Pessoas que bebiam uma ou duas doses de álcool, de três a quatro vezes por semana, tinham menor risco de enfarte. Os pesquisadores atribuíram isso aos efeitos benéficos da bebida sobre o chamado bom colesterol, sobre a hemoglobina A1c (marcador do risco de diabetes) e sobre a proteína que atua na coagulação (fibrinogênio). Tais fatores têm um papel fundamental na “síndrome metabólica”, conjunto de anormalidades que normalmente indicam diabetes e doenças cardiovasculares.

Este não foi o único estudo a encontrar indícios de que o álcool pode melhorar a saúde em relação a risco de problemas graves, como AVC e até mesmo morte. Porém, não gostar de bebidas alcoólicas não é um comportamento prejudicial. Em 2006, pesquisadores observaram a metodologia de todos os estudos anteriormente citados. A conclusão foi de que houve um grande erro de comparação: a maioria dos abstêmios eram pessoas que tinham parado de beber devido a alguma doença ou pela idade avançada. Assim, esses indivíduos eram percebidos estatisticamente como um grupo menos saudável.

Outros estudos, que não cometeram esse erro, não encontraram uma redução no risco de doenças cardíacas entre os consumidores moderados de álcool, em relação aos abstêmios. Pessoas que não bebem por alguma patologia – quando o organismo não consegue processar bem o álcool – apresentaram melhor saúde cardiovascular, assim como tinham menores riscos do que aquelas sem esse traço genético.

Nem tudo, porém, é motivo para se comemorar abrindo um espumante. O levantamento da BBC, feito pela jornalista Bianca Nogrady, ressalta, no entanto, que a substância pode causar morte prematura de várias outras maneiras. “Um relatório feito pela Organização Mundial de Saúde no ano passado concluiu que a bebida aumenta o risco de desenvolver depressão, ansiedade, cirrose hepática e pancreatite e potencializa as chances de suicídio, acidentes e envolvimento em situações violentas”.

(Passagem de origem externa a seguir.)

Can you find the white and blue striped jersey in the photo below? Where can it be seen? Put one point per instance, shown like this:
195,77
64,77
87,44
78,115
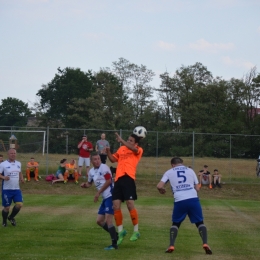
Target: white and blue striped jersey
11,169
96,175
182,180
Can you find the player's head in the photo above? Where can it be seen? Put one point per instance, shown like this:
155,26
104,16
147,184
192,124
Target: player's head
134,139
11,154
63,160
95,159
176,161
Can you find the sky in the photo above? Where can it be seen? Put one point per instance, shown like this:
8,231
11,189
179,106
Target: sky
38,36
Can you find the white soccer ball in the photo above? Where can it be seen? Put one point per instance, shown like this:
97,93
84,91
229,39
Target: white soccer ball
140,131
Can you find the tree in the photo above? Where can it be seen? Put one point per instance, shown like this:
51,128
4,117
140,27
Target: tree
14,112
107,108
55,97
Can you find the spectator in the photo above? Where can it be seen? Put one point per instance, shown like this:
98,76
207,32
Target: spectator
32,170
101,146
60,172
216,179
204,176
71,172
85,148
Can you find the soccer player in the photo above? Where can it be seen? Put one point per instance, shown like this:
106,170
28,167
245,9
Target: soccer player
32,168
85,147
185,185
101,148
10,173
101,176
127,158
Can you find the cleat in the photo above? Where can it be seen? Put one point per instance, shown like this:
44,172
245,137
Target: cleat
135,236
207,249
121,236
112,247
170,249
12,220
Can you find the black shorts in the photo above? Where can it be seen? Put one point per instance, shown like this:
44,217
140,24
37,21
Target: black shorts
124,189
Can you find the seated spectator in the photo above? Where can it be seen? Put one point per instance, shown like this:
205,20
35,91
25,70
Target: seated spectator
205,177
71,172
216,179
32,170
60,172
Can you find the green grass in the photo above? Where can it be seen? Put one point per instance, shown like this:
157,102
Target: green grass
59,221
63,227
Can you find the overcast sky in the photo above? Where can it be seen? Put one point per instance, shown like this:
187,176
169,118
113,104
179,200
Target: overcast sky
38,36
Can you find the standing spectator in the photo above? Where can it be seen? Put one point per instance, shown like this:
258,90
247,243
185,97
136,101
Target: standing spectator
60,172
71,172
10,173
216,178
32,170
127,158
184,184
101,176
1,158
85,148
205,175
101,146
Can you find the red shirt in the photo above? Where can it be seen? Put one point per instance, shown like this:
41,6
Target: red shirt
83,150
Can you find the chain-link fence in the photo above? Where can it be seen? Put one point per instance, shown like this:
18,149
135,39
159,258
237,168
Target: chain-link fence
216,150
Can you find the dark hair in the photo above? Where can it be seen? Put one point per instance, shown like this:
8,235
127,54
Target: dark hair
176,160
94,154
137,138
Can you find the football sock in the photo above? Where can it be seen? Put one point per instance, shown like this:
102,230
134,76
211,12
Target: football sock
5,215
173,234
118,217
134,216
14,212
105,227
203,233
113,235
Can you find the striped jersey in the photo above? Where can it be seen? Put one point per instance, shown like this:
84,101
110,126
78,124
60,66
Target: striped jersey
182,180
11,169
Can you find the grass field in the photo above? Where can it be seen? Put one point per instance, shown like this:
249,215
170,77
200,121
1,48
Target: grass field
58,221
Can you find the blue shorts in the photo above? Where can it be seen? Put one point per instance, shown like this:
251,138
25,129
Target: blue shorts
190,207
106,207
11,195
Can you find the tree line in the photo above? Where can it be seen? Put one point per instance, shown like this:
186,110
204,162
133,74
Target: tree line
122,97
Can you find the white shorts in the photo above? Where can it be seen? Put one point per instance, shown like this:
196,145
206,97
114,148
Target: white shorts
84,160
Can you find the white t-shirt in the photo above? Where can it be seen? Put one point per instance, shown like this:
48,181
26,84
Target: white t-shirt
11,169
96,175
182,180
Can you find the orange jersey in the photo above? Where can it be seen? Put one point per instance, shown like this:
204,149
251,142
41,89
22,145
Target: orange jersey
127,161
32,164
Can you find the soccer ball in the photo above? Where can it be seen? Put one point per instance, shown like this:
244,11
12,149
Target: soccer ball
140,131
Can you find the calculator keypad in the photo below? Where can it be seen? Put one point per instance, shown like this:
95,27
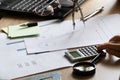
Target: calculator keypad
85,53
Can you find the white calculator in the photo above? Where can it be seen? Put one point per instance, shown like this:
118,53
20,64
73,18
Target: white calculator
82,53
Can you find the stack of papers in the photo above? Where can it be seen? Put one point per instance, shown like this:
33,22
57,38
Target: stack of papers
18,31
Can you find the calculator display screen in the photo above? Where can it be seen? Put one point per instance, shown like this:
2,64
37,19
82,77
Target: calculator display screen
75,54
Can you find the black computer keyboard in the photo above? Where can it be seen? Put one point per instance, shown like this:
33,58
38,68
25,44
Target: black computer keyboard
35,7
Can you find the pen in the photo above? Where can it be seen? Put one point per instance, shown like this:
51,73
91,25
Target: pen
30,24
94,13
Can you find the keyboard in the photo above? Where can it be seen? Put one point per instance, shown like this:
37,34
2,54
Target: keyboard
36,7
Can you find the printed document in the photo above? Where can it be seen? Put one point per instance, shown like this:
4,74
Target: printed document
60,36
16,63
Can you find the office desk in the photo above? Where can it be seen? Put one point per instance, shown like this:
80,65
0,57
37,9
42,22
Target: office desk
108,69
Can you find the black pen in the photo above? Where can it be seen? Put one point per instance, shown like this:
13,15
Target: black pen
30,24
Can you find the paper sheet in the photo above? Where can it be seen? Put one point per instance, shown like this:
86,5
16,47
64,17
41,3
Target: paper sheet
59,36
18,31
14,61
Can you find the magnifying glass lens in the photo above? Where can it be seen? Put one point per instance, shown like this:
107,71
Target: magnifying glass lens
84,68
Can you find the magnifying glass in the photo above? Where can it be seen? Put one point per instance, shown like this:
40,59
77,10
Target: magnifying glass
87,68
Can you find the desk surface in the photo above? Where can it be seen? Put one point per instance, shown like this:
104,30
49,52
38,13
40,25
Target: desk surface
109,69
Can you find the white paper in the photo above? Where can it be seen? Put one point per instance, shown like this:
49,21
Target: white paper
59,36
14,61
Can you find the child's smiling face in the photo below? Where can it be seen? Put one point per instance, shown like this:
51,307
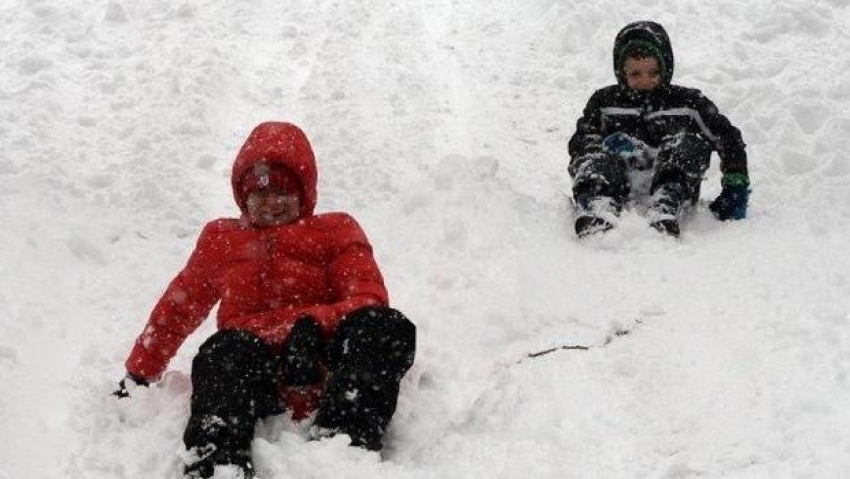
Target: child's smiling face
642,73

O álcool também está relacionado a diversos tipos de câncer (boca, nariz, laringe, esôfago, cólon, fígado e, nas mulheres, o de mama). Em torno de 4% a 30% das mortes por câncer em todo o mundo podem ter alguma relação ao consumo de álcool. Mesmo a ingestão moderada apresenta riscos. Uma dose por dia aumenta as chances de câncer de mama em 4%; já o consumo exagerado pode aumentar esse risco em até 50%. A alta ingestão enfraquece o sistema imunológico e está associada a doenças como pneumonia e tuberculose.

Outros fatores prejudiciais, embora indiretos, são um pouco mais conhecidos. A bebida incentiva um comportamento sexual arriscado, aumentando as chances de contrair doenças sexualmente transmissíveis. Beber durante a gravidez também pode prejudicar o feto. Mais de 200 doenças e lesões podem ser relacionadas ao consumo de álcool.

Uma recente análise crítica, publicada em 2013 pelo psiquiatra norueguês e especialista em alcoolismo, Hans Olav Fekjaer, afirma que, enquanto as evidências sobre os prejuízos causados pelo álcool são sólidas, há vários motivos para ser cético em relação aos estudos que atestam benefícios.